Remember that the “feeding” or eating window is not a free for all; focus on the nutritional quality of the meals that are consumed. Nutrients such as protein, fat, fiber, vitamins, and minerals are essential for good health and, since nutrients are not consumed while fasting, they are especially important when breaking the fast. In addition, drinking water and adding in electrolytes as needed is important in order to both stay hydrated and to alleviate hunger. And when you break that fast, try aiming for a moderate intake of carb so as not to overwhelm blood glucose levels. Instead, ease into eating with higher protein, higher fat, and lower carb choices.

It doesn’t happen overnight

It takes about 3-6 weeks for the body to transition or adapt to IF. During this time both the body and brain adapt to the new eating schedule. This period isn’t always easy; restricted eating has been anecdotally associated with extreme hunger, irritability, loss of strength, loss of libido, and other negative side effects. BUT once you’ve adapted, research shows that hunger levels may decrease and mood could become more positive compared to before the fasting program started.


Skip IF if the following applies to you….

IF is not typically recommended for athletes in heavy training and competition, not recommended for pregnant or breastfeeding women, not recommended for those who have a history of disordered eating or an eating disorder, not recommended for certain genetic metabolic conditions, and it hasn’t been studied exhaustively. Anecdotally, success with IF can occur for a plethora of reasons. Motives include a forced reduced calorie intake and therefore weight loss; a low energy state potentially leading lead to a state of ketosis; and, perhaps most importantly, a more thoughtful connection with food in which individuals become more mindful of intake.
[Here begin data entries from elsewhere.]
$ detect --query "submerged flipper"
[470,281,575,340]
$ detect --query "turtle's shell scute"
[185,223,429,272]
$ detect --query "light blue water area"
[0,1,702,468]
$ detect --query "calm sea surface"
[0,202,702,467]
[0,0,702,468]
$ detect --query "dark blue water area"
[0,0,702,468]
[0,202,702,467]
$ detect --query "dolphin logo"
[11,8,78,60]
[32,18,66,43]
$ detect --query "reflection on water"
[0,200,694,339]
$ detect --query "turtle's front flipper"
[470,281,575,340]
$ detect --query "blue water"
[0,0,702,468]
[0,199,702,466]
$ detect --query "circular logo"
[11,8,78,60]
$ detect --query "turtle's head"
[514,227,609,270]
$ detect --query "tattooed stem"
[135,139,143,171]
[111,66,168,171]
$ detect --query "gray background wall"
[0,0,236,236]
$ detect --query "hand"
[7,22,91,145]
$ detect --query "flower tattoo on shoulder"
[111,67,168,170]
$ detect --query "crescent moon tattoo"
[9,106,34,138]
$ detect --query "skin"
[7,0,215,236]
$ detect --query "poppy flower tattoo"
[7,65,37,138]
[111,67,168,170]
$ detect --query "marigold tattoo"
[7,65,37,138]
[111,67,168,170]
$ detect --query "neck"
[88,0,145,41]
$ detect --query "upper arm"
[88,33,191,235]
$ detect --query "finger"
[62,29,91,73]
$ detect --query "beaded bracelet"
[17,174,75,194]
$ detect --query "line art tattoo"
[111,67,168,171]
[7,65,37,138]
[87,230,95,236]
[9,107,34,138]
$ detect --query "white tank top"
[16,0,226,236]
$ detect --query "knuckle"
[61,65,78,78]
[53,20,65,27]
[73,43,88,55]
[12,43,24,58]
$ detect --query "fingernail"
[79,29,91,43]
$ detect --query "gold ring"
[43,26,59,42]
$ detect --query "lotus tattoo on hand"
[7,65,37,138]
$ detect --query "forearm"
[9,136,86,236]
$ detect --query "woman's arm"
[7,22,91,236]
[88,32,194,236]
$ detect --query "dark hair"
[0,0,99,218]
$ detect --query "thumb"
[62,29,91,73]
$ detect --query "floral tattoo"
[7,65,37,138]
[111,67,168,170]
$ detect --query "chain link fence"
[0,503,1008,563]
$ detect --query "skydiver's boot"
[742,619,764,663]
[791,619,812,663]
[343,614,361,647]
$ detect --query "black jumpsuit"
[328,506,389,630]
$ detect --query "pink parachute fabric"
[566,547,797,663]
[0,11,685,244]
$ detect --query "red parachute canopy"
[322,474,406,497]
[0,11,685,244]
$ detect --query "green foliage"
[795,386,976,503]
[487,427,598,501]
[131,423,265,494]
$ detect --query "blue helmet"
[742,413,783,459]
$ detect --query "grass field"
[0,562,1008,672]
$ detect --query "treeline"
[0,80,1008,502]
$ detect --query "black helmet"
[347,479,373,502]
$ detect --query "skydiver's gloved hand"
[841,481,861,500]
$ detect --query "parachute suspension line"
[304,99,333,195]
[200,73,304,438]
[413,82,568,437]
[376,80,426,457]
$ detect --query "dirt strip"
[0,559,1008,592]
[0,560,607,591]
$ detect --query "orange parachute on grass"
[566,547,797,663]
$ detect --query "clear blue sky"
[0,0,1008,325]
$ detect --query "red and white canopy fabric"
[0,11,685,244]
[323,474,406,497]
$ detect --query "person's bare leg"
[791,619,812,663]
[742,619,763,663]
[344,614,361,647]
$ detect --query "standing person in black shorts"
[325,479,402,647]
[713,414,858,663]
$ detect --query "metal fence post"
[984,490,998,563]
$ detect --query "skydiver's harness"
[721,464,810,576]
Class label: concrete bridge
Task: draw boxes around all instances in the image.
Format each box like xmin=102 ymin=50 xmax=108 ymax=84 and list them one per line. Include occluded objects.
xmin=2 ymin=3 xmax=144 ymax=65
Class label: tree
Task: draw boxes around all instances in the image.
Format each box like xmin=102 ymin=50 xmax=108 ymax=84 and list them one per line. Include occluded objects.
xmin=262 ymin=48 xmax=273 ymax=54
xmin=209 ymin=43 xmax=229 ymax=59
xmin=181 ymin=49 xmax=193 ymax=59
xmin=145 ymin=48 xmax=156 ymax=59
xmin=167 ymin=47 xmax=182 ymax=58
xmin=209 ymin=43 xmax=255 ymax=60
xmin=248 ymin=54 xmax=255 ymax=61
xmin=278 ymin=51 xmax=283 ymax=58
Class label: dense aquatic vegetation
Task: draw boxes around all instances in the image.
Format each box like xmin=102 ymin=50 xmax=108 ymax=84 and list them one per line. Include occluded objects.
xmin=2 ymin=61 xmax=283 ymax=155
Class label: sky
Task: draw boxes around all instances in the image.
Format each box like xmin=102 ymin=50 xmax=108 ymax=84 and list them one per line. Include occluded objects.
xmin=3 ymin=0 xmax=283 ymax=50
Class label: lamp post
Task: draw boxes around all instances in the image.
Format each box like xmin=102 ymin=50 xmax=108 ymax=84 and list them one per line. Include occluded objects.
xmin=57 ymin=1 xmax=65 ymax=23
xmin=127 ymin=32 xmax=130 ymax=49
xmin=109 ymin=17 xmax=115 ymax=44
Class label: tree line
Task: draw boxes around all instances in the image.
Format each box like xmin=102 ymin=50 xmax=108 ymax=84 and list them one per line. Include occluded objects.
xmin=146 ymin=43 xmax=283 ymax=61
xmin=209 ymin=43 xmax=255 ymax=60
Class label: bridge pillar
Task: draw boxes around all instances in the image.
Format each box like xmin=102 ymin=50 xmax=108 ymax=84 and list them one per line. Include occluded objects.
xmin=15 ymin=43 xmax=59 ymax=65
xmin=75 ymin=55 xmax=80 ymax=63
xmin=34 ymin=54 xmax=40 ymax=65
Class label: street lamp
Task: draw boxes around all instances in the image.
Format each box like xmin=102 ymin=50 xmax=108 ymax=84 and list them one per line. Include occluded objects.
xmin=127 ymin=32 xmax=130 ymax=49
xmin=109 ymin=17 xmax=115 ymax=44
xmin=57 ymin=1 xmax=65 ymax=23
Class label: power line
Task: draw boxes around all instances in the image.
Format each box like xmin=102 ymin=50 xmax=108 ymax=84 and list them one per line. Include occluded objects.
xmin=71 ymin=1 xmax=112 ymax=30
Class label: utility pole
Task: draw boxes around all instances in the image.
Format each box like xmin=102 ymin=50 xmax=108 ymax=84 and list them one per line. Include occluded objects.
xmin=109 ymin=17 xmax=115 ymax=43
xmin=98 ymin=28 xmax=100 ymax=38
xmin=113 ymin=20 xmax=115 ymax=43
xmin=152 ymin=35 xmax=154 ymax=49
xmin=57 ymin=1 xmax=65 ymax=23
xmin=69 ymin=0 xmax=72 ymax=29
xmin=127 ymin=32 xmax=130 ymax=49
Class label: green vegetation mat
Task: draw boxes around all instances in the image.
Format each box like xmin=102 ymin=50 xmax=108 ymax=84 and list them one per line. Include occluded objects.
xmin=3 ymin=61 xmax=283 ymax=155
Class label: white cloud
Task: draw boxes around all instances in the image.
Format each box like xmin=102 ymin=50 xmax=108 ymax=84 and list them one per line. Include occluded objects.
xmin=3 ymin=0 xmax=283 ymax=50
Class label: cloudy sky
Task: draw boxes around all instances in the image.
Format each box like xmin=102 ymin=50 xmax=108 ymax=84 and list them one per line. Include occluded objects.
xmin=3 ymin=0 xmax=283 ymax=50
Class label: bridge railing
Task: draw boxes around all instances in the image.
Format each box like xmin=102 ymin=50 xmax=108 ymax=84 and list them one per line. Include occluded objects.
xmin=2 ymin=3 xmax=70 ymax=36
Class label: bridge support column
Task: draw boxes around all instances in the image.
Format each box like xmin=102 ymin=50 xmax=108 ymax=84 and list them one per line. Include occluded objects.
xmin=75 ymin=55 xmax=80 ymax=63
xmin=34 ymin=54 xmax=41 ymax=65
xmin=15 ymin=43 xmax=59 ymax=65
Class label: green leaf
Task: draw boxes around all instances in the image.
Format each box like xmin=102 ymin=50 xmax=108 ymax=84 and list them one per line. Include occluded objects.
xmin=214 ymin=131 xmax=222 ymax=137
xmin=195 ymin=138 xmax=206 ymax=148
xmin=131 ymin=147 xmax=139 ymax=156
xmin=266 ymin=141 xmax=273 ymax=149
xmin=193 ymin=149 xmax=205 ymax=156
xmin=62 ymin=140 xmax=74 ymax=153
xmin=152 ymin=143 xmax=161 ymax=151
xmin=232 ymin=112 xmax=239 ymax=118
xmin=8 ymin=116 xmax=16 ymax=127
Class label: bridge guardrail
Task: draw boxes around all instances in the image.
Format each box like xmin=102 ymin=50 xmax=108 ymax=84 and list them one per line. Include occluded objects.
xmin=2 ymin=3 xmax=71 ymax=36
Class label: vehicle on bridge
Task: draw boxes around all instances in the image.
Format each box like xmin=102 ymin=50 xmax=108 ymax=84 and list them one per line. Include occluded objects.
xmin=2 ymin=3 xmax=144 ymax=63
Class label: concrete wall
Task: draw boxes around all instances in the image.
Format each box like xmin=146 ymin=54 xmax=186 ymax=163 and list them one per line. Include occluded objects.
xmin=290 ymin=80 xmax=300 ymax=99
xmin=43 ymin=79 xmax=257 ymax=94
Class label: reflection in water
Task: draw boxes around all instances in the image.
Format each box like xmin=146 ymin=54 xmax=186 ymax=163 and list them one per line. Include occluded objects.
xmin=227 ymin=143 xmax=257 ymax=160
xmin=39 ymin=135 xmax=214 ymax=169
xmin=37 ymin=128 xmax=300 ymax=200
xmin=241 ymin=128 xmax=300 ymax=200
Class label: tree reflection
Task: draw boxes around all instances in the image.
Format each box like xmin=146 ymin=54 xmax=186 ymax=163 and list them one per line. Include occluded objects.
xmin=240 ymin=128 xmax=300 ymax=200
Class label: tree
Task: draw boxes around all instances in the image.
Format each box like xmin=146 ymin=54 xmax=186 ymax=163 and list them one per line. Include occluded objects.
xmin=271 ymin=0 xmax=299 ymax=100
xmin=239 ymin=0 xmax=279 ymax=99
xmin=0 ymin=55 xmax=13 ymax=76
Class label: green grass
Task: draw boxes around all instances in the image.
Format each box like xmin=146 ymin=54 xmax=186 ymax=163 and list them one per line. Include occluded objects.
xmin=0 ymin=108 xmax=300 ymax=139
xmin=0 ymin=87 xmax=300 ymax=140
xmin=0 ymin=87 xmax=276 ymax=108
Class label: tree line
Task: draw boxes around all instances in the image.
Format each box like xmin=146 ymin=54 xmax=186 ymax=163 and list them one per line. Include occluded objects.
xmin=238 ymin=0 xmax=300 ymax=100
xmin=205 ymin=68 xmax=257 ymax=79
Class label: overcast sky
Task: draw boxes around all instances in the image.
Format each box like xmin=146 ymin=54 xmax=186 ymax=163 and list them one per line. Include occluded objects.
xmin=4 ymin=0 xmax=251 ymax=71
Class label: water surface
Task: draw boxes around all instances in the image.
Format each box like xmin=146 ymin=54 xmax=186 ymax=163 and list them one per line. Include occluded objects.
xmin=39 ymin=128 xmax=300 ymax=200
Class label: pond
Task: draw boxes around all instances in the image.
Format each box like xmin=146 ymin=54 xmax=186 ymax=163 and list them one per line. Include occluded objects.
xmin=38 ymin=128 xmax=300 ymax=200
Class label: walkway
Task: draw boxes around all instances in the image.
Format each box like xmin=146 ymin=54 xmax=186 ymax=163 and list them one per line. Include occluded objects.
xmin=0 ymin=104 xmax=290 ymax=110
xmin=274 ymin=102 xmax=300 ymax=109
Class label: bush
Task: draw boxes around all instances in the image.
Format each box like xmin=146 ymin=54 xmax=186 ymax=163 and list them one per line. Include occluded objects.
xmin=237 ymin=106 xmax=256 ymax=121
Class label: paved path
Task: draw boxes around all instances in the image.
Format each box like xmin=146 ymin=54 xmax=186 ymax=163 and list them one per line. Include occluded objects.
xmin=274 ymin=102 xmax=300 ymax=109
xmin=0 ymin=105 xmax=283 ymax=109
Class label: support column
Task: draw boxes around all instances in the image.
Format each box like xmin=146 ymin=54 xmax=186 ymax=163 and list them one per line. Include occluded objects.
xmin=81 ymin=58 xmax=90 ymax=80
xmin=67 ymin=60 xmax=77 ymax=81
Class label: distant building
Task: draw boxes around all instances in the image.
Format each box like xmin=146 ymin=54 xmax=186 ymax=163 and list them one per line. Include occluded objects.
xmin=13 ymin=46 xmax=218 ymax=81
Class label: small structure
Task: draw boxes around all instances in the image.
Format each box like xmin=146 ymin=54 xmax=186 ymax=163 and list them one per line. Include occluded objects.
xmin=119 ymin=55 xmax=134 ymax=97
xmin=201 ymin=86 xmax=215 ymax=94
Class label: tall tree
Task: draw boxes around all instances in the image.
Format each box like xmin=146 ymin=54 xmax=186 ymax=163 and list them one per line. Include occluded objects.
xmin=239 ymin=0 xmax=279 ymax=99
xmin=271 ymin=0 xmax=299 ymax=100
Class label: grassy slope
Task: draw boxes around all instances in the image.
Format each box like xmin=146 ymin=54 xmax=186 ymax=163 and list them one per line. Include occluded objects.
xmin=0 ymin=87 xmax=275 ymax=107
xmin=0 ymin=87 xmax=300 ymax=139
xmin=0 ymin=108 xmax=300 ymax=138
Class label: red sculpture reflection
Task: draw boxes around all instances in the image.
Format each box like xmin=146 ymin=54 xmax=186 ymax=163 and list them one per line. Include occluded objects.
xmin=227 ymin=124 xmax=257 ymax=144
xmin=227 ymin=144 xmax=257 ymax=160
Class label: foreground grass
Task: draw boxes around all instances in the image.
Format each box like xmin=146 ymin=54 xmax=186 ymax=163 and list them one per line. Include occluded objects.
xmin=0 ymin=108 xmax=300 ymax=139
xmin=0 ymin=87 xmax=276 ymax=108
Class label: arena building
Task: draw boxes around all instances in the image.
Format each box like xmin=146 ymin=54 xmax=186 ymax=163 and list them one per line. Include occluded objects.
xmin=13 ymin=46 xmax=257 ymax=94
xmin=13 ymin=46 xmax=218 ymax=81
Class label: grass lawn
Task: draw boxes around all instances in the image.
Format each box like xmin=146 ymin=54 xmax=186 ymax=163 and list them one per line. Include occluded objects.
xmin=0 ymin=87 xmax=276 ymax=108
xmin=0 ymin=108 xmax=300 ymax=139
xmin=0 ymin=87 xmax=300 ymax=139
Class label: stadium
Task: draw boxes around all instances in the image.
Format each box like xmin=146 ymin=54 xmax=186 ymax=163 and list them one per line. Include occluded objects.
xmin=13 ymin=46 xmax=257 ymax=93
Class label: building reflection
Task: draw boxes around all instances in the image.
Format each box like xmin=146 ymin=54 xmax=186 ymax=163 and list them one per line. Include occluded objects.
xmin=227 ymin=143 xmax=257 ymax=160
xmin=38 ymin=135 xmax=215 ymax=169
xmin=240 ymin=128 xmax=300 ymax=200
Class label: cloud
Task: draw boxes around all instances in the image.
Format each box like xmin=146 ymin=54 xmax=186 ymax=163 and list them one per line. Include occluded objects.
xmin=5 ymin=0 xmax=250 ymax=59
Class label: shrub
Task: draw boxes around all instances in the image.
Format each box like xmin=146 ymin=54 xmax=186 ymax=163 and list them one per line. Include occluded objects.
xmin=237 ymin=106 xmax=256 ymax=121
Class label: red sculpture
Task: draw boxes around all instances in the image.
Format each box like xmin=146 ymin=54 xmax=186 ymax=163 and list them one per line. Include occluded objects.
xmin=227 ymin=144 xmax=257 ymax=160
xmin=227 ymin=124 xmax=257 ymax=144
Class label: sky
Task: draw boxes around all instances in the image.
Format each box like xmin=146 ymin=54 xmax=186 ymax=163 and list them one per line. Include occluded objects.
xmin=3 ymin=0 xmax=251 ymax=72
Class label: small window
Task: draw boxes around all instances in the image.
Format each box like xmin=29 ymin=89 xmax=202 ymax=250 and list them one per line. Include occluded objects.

IF and gender: what you need to know

Studies that exist on IF suggest that both genders respond to the effects of fasting and both genders have similar rates of weight loss. In regard to hormonal differences and disruption, certainly women who are malnourished should not fast as excessive weight loss and unhealthily low levels of body fat can lead to amenorrhea or menstrual dysfunction and the ill effects that follow. Across both genders it’s important to note that fasting is not necessarily easy. We humans are hardwired to seek food for survival and these innate signals are put in place to drive us to refuel. So long fasts are not always easy and if you experiment with IF and constantly feel poorly or ill, then seek advice from your health care provider and certainly reconsider this approach; IF is certainly not the only way to achieve the health or wellness benefits you may be seeking!